Alsford works hard with his suppliers to make it happen and this is a side of chef life, he is certainly no stranger to.
In his previous role as Executive Chef at the Melbourne-based 400 Gradi Group, with seven venues in the city, more dotted around the globe and on P&O cruise ships, he led a team of close to 200 chefs.
"It was a very big job… great experience in organisation and time management,” he says.
Alsford enjoys working with the Best of Australia theme.
"It is something I am very passionate about,” he says, before launching into a list of his favourite recent finds.
It includes Blue Mountains squab that he barbecues over coals and serves whole; and 9 score wagyu from Mayura Station, founded in 1845 in South Australia who also supply three Michelin-starred restaurants in Macau and Singapore.
At The Peak, the ‘best of’ ethos is taken multi-level – it’s about the produce, the people who grew it, the plates it’s served on and those serving it – as well as staying true to the ideals around Australian food.
"We’re such a young country, with so many culinary influences, it’s only really in the last 10 years that we’ve had a defined cuisine,” Alsford says.

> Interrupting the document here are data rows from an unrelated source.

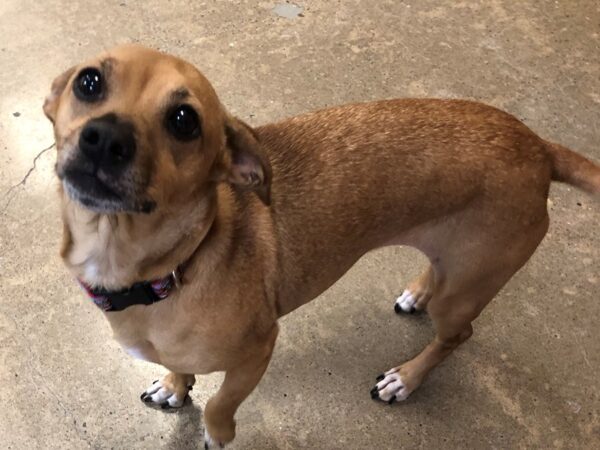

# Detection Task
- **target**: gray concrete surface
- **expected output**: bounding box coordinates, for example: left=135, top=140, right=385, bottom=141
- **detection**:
left=0, top=0, right=600, bottom=449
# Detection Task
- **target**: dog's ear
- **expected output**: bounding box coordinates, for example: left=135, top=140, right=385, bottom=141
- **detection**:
left=44, top=66, right=75, bottom=123
left=219, top=117, right=271, bottom=205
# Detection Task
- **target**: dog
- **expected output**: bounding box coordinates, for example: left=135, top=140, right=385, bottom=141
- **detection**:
left=44, top=45, right=600, bottom=448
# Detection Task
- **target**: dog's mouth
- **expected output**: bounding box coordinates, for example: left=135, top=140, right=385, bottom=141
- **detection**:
left=63, top=170, right=122, bottom=202
left=59, top=168, right=156, bottom=214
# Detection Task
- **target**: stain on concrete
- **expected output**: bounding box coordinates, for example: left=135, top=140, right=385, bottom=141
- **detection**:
left=271, top=3, right=304, bottom=19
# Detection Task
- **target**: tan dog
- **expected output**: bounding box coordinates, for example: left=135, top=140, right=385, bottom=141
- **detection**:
left=44, top=46, right=600, bottom=446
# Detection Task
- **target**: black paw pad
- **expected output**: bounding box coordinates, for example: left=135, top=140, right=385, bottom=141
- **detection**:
left=371, top=386, right=379, bottom=400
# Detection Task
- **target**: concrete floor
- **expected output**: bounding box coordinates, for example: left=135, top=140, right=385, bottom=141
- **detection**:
left=0, top=0, right=600, bottom=450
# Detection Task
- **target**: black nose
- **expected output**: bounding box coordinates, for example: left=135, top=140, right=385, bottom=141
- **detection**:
left=79, top=114, right=135, bottom=168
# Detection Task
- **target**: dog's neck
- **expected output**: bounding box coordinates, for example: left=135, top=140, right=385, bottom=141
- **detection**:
left=61, top=189, right=216, bottom=289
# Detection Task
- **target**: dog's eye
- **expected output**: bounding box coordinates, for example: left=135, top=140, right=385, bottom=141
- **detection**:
left=167, top=105, right=200, bottom=141
left=73, top=68, right=103, bottom=102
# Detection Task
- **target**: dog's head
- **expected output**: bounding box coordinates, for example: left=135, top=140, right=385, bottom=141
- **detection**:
left=44, top=45, right=271, bottom=214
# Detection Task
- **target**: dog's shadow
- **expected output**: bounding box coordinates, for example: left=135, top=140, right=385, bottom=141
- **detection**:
left=166, top=397, right=204, bottom=450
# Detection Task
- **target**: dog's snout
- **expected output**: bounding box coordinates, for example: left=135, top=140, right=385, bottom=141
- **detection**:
left=79, top=114, right=135, bottom=168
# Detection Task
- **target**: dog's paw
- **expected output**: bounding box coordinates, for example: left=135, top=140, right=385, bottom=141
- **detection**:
left=140, top=377, right=192, bottom=409
left=371, top=369, right=412, bottom=405
left=394, top=289, right=431, bottom=314
left=204, top=429, right=225, bottom=450
left=394, top=289, right=417, bottom=314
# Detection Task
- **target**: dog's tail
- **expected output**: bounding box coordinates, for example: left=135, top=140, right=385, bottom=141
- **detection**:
left=545, top=141, right=600, bottom=195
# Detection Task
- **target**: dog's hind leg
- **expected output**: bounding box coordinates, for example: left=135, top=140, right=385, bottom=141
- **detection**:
left=371, top=216, right=548, bottom=403
left=394, top=265, right=436, bottom=314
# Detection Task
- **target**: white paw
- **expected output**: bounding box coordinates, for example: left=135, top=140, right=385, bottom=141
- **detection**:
left=394, top=289, right=417, bottom=314
left=204, top=428, right=225, bottom=450
left=371, top=369, right=411, bottom=405
left=140, top=380, right=191, bottom=409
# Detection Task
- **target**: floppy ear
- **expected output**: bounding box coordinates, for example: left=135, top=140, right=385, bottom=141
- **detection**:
left=220, top=117, right=271, bottom=205
left=44, top=66, right=75, bottom=123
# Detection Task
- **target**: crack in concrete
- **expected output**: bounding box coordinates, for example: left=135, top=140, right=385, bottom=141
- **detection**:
left=5, top=312, right=93, bottom=448
left=0, top=142, right=56, bottom=215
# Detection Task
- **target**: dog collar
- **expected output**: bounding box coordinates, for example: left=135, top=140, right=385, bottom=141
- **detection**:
left=77, top=268, right=181, bottom=311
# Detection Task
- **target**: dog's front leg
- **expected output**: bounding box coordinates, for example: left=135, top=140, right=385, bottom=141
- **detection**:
left=204, top=325, right=278, bottom=449
left=140, top=372, right=196, bottom=409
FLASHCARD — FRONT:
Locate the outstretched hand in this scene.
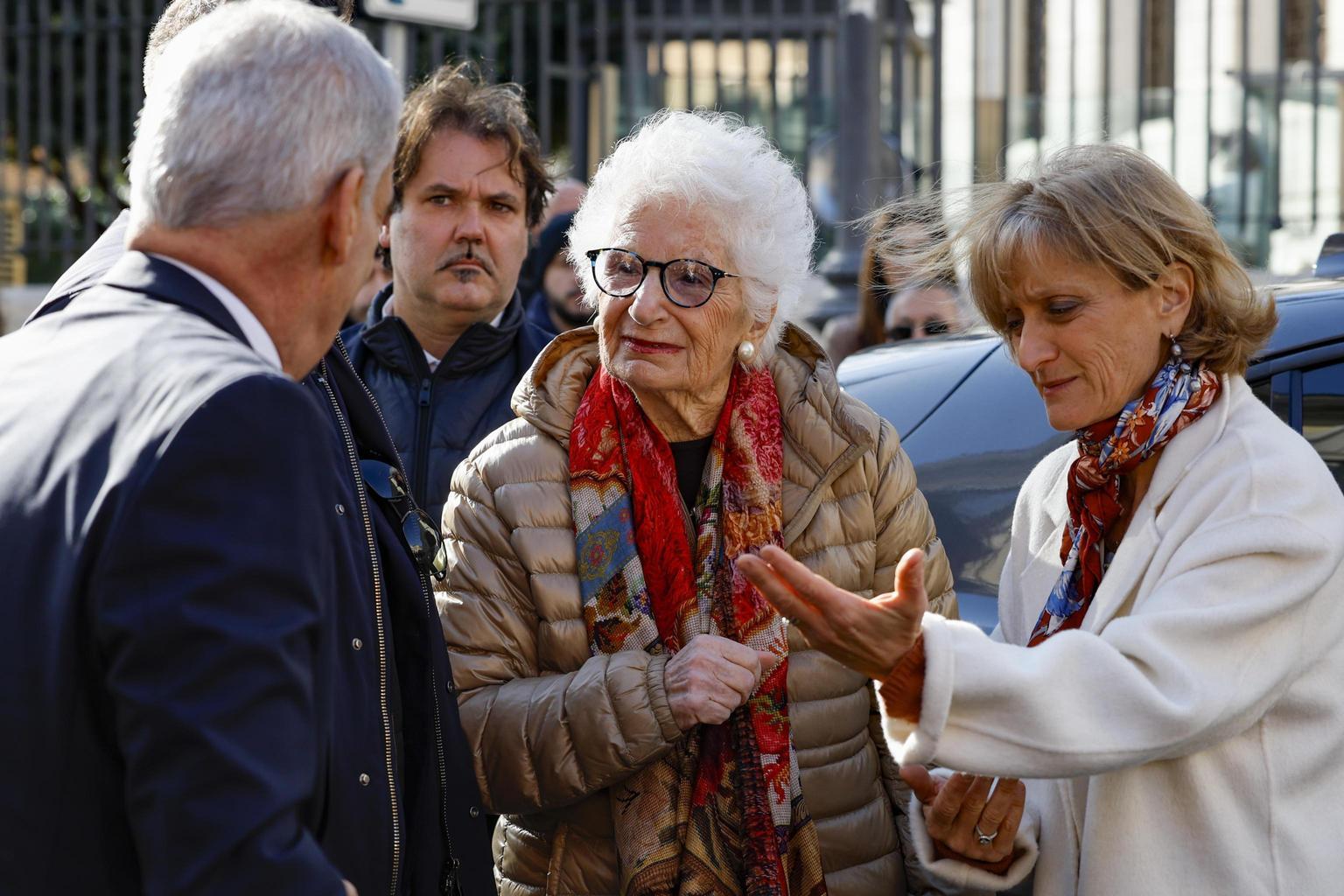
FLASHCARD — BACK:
[900,765,1027,873]
[737,545,928,678]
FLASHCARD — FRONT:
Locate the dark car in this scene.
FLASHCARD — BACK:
[840,281,1344,630]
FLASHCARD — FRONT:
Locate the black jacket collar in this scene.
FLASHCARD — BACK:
[102,251,248,342]
[361,284,526,377]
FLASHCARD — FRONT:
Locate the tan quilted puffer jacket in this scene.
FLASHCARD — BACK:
[438,328,956,896]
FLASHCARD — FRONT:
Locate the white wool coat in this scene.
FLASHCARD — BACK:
[886,376,1344,896]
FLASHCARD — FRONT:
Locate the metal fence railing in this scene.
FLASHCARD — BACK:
[0,0,1344,284]
[0,0,931,282]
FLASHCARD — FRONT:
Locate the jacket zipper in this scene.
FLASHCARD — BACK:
[411,374,434,515]
[323,360,402,896]
[332,336,462,896]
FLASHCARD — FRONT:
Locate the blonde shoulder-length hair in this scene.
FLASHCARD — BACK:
[876,144,1278,374]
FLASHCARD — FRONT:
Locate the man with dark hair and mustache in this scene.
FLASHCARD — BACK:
[343,63,551,520]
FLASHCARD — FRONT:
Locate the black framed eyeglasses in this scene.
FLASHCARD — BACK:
[584,248,737,308]
[359,458,447,582]
[887,319,948,342]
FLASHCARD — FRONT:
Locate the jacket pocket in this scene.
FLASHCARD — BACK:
[546,822,570,896]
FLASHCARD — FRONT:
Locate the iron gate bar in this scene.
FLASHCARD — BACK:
[481,3,501,83]
[1134,0,1152,151]
[682,0,695,108]
[38,0,52,262]
[928,0,946,188]
[891,0,907,164]
[564,0,587,180]
[802,0,821,186]
[770,0,783,140]
[1236,0,1251,231]
[83,0,94,244]
[995,0,1018,180]
[621,0,637,131]
[1312,0,1321,230]
[509,0,527,83]
[599,3,612,177]
[710,0,723,108]
[1101,0,1110,143]
[536,2,552,148]
[13,0,32,240]
[1204,0,1214,204]
[1166,0,1179,170]
[1068,0,1078,144]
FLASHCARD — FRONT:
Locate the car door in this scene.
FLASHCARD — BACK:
[1247,342,1344,490]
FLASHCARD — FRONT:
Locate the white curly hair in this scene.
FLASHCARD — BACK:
[569,108,816,361]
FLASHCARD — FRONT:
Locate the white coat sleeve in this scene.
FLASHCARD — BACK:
[900,513,1340,778]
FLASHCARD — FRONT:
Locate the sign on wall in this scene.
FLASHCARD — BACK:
[364,0,476,31]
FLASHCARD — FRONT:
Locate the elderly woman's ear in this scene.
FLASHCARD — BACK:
[1154,262,1195,336]
[743,309,778,357]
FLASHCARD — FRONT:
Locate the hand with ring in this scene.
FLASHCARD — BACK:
[900,766,1027,874]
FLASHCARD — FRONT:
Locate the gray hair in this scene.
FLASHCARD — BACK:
[130,0,402,233]
[570,108,816,361]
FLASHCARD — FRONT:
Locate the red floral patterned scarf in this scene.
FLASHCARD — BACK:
[570,367,825,896]
[1027,359,1222,648]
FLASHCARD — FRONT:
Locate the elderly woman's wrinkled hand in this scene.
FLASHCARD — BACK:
[900,766,1027,873]
[662,634,778,731]
[738,545,928,678]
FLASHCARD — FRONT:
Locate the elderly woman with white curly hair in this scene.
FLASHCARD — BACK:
[442,107,956,896]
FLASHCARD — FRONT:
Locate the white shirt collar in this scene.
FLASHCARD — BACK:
[145,253,284,371]
[383,296,512,374]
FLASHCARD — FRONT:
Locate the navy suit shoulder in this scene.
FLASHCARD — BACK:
[0,254,341,896]
[28,211,130,321]
[341,291,551,520]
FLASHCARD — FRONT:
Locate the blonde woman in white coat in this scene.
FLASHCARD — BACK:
[739,146,1344,896]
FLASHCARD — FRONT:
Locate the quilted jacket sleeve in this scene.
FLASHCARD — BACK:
[870,421,973,893]
[872,421,958,620]
[438,444,682,814]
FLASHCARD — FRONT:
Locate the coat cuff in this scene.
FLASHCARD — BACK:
[644,653,684,745]
[878,612,956,765]
[910,796,1039,892]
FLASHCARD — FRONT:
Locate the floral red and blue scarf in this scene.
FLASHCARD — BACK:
[1027,359,1222,648]
[570,366,825,896]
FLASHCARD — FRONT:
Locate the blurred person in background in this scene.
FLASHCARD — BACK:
[885,278,961,342]
[344,62,551,519]
[0,0,401,896]
[532,178,587,236]
[527,213,592,336]
[517,178,587,298]
[821,203,960,367]
[28,0,355,319]
[16,0,492,893]
[346,246,393,326]
[736,145,1344,896]
[441,111,956,896]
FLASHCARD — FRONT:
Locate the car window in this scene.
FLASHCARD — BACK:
[1302,361,1344,489]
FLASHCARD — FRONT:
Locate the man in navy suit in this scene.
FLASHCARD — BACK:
[22,0,494,893]
[0,0,401,896]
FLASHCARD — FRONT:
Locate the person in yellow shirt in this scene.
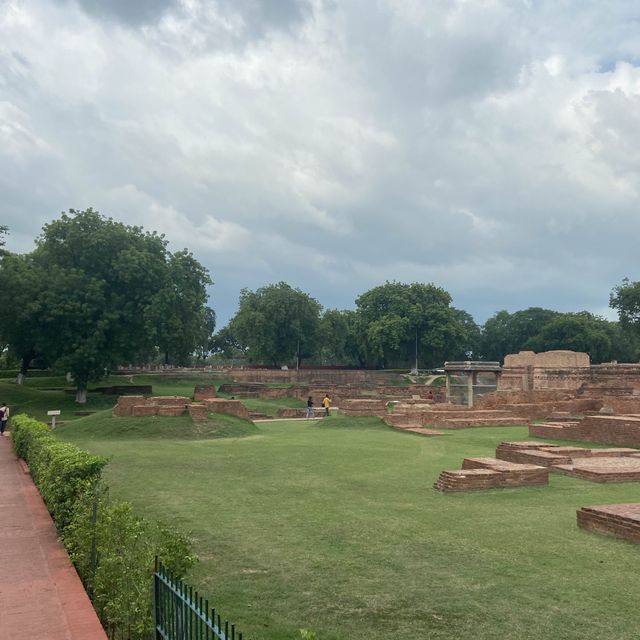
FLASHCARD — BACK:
[322,393,331,416]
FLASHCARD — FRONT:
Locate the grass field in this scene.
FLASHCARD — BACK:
[58,414,640,640]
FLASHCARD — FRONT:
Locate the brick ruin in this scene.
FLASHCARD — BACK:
[434,441,640,491]
[576,502,640,544]
[112,390,250,421]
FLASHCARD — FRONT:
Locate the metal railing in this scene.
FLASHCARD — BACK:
[153,559,242,640]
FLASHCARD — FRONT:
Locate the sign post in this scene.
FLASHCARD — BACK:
[47,409,60,429]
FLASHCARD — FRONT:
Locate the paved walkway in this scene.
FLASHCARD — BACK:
[0,435,107,640]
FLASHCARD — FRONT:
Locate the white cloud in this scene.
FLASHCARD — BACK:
[0,0,640,320]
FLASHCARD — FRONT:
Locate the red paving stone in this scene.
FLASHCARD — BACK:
[0,436,107,640]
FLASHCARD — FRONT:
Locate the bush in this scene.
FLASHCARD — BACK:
[0,369,58,379]
[11,415,196,640]
[11,415,107,534]
[64,489,195,640]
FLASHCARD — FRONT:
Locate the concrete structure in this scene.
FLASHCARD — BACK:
[444,360,502,407]
[0,437,107,640]
[576,502,640,544]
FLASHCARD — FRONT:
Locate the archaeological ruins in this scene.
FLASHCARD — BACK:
[113,351,640,542]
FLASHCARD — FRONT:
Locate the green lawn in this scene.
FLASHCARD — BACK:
[58,415,640,640]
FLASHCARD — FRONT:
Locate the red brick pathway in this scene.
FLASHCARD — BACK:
[0,435,107,640]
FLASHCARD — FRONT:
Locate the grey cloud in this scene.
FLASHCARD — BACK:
[56,0,180,27]
[0,0,640,330]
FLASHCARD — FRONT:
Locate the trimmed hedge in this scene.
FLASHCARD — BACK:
[0,369,57,378]
[11,415,197,640]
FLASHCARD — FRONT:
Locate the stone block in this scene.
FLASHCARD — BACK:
[112,396,146,416]
[193,384,217,402]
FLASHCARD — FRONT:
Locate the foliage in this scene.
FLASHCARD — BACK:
[56,417,640,640]
[210,325,246,360]
[0,253,48,375]
[64,487,196,640]
[609,278,640,362]
[480,307,558,362]
[0,209,215,401]
[145,250,215,364]
[316,309,364,366]
[356,282,475,367]
[525,311,623,363]
[11,415,107,533]
[229,282,322,366]
[11,415,196,640]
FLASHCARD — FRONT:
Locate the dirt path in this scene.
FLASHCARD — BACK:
[0,435,107,640]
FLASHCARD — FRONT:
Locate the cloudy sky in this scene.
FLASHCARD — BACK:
[0,0,640,325]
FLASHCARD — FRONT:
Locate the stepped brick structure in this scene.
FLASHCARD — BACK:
[434,440,640,491]
[576,502,640,544]
[112,388,250,420]
[433,458,549,492]
[340,398,387,418]
[193,384,218,402]
[559,453,640,482]
[112,396,191,416]
[529,415,640,446]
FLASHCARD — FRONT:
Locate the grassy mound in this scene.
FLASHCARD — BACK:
[56,411,259,441]
[314,415,389,429]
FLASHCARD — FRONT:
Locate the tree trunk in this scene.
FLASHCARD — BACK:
[16,351,34,384]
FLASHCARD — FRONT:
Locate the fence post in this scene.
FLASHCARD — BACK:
[90,482,98,596]
[151,556,160,640]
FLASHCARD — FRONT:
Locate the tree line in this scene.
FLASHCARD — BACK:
[0,209,640,401]
[212,280,640,369]
[0,209,215,402]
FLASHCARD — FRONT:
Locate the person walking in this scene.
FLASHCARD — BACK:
[0,402,9,436]
[322,393,331,416]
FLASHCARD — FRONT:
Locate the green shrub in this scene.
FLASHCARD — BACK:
[11,415,107,534]
[11,415,196,640]
[0,369,61,378]
[11,415,51,462]
[64,487,196,640]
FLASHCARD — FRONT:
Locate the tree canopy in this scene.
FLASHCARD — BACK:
[480,307,558,362]
[356,282,469,367]
[0,209,212,401]
[229,282,322,366]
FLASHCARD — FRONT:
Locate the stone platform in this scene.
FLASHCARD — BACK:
[433,458,549,492]
[577,502,640,544]
[529,415,640,447]
[558,456,640,482]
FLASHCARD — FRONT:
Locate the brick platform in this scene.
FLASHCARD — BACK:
[529,415,640,446]
[560,457,640,482]
[433,458,549,491]
[576,502,640,544]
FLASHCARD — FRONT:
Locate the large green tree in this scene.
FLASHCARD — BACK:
[0,252,49,384]
[524,311,622,363]
[480,307,558,362]
[316,309,364,366]
[33,209,208,402]
[146,250,215,364]
[229,282,322,366]
[356,282,468,367]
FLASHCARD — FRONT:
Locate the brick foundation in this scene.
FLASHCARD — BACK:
[576,502,640,544]
[193,384,217,402]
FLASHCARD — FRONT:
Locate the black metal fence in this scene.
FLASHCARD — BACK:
[153,560,242,640]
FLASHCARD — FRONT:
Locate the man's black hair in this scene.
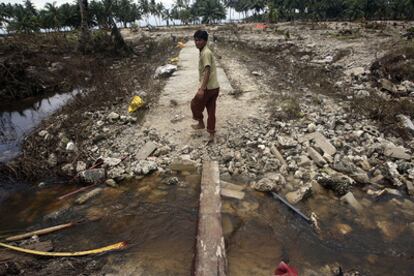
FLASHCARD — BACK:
[194,30,208,41]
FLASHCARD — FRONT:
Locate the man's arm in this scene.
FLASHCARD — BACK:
[197,66,210,97]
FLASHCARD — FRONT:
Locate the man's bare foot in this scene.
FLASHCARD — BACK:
[191,123,205,130]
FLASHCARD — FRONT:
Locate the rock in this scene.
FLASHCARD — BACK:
[385,162,403,187]
[166,176,180,185]
[61,163,75,176]
[251,174,286,192]
[405,181,414,196]
[335,223,352,235]
[277,136,298,149]
[316,173,355,196]
[105,179,118,188]
[285,184,312,204]
[103,157,122,167]
[107,167,125,181]
[75,188,103,204]
[308,147,326,167]
[66,141,78,152]
[79,169,105,183]
[154,64,177,78]
[38,130,49,137]
[384,145,411,160]
[298,131,336,156]
[341,192,363,212]
[170,157,197,172]
[47,153,57,167]
[76,161,86,172]
[107,112,120,121]
[220,188,245,200]
[133,160,158,175]
[379,79,397,93]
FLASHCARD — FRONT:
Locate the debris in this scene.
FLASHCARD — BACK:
[6,222,74,241]
[58,184,97,200]
[308,147,326,167]
[285,185,312,204]
[220,188,245,200]
[75,188,103,204]
[316,173,355,196]
[273,262,299,276]
[135,141,157,160]
[79,168,105,183]
[170,157,197,172]
[341,192,363,212]
[154,64,177,78]
[128,96,144,113]
[272,192,312,223]
[384,146,411,160]
[0,242,127,257]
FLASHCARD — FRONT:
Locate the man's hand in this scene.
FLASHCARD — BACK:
[196,88,205,99]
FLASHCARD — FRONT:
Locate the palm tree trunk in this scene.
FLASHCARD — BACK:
[78,0,90,53]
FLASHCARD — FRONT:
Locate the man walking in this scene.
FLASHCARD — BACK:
[191,30,220,141]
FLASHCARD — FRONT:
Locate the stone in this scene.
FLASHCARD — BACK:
[285,184,312,204]
[103,157,122,167]
[105,179,118,188]
[166,176,180,185]
[316,173,355,196]
[308,147,326,167]
[75,188,103,204]
[66,141,78,152]
[79,168,105,183]
[385,161,403,187]
[298,131,336,156]
[107,167,125,181]
[107,112,120,121]
[384,145,411,160]
[405,181,414,196]
[220,188,245,200]
[38,130,49,137]
[170,157,197,172]
[76,161,86,172]
[47,153,57,167]
[341,192,363,212]
[277,136,298,149]
[61,163,75,176]
[154,64,177,78]
[251,173,286,192]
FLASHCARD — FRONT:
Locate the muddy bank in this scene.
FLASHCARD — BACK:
[0,30,178,179]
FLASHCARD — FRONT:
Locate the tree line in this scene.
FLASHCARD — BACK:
[0,0,414,33]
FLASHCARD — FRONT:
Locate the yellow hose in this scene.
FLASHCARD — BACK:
[0,242,126,257]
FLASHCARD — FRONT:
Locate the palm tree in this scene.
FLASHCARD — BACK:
[78,0,90,53]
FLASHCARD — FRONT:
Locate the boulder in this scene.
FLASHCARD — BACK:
[154,64,177,78]
[79,168,105,183]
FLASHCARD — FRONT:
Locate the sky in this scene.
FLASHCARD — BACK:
[0,0,175,9]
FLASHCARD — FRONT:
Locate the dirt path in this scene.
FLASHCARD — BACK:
[144,42,258,147]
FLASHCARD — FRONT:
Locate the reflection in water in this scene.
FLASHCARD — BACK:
[0,90,78,162]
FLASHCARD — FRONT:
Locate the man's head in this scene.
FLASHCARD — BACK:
[194,30,208,50]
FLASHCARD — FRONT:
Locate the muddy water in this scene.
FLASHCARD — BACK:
[0,176,414,276]
[0,90,78,162]
[0,176,200,275]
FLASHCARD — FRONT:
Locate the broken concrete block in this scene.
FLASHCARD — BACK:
[79,169,105,183]
[220,189,245,200]
[75,188,103,204]
[285,185,312,204]
[341,192,363,212]
[384,146,411,160]
[308,147,326,167]
[170,158,197,172]
[298,131,336,156]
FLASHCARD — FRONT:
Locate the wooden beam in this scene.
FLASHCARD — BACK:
[195,161,227,276]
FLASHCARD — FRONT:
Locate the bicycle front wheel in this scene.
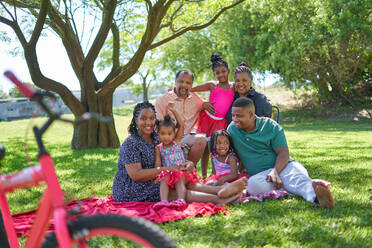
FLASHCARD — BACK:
[42,214,176,248]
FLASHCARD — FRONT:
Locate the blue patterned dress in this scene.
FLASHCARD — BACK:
[112,134,160,202]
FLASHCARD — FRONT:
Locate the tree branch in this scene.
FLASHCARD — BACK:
[145,0,152,11]
[29,0,49,46]
[102,22,120,85]
[97,0,167,97]
[3,0,40,9]
[0,2,17,21]
[148,0,244,50]
[84,0,116,67]
[160,1,183,29]
[0,16,27,48]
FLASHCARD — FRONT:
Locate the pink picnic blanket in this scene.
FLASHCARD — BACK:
[13,191,288,236]
[13,196,228,236]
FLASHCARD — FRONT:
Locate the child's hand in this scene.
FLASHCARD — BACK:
[168,164,182,171]
[216,178,225,186]
[168,102,175,112]
[184,160,194,173]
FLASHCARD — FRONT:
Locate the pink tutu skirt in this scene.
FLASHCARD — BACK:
[196,111,227,137]
[203,173,249,184]
[156,169,200,188]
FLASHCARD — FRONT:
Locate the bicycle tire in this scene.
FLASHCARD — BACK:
[41,214,176,248]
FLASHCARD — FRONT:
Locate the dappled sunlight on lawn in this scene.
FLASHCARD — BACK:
[0,107,372,247]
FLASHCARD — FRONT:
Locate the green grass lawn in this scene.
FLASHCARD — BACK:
[0,108,372,248]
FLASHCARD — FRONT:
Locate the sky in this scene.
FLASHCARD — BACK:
[0,28,279,95]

"Including a dedicated informed gaggle of Australian chefs, it took a Scandinavian chef (Denmark’s Rene Redzepi) to come to Australia and highlight what we have and what we were not using.”
"As a chef, especially in regional Australia, it showed me that we need to be looking in our own backyard rather than overseas for incredible produce.”
Alsford has moved to Queensland with his wife, Tamika, and two-year-old son, Indi, and their two dogs and a cat, and they are loving the change of pace from city life.
"We are on acreage, about 20 kilometres away from the restaurant and the views are just incredible every single day.
"And the weather – it can be 8 degrees up here at Peak then 17 when I get home, or there’ll be a raging storm here but it’s dry as a bone there.
"You really are up in the clouds here,” he says, gazing out from his geographically blessed pass.
"Some days you think it’s foggy but then you realise we’re just in a passing cloud and suddenly it’s clear again.”